Virtual Prayer Service via Zoom
Wednesdays
February 24th through March 31st
6:00PM - 6:30PM
The quieting, mystical experience of Taizé prayer: Imagine the scene.
Silence.
Church lights dim.
On the altar table and the floor and steps around it, flicker.
This is a Taizé prayer service.
“It is a time to rest in God, to let the words listened to and sung penetrate one’s being.”
There is no preaching, no teaching, no talk of sin or repentance or forgiveness. There is just this elegantly simple service: short chants, repeated over and over in the dark. Plus some short Scripture readings or psalms. And silence, at least 8 or 10 minutes, sometimes more. In 30-45 minutes, it’s over.

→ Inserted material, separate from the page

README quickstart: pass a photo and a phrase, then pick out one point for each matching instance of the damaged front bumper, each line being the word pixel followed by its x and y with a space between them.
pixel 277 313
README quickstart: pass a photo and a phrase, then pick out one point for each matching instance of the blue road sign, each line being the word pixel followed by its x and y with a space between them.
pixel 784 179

Taizé prayer is the creation of a monastic community in Taizé, France, founded in the 1940s by a Swiss man known as Brother Roger. The brothers there are celibates who emphasize service and ecumenicalism, particularly reconciliation between divided peoples and divided Christians. Brother Roger was especially interested in bringing Catholics and Protestants together.
Surprisingly, the Taizé community in France has also brought together young people - teens to 30-somethings - not the age that typically flocks to church, any church. But flock they do to the Taizé community, which claims 100,000 young pilgrims every year. They work, farm, cook, and pray together three times per day in the Taizé style.
“The simplicity of life seems to offer a refreshing change to young people who come from societies that are drowning in excess, where nothing ever stops, where there is no time to just be, and be together.”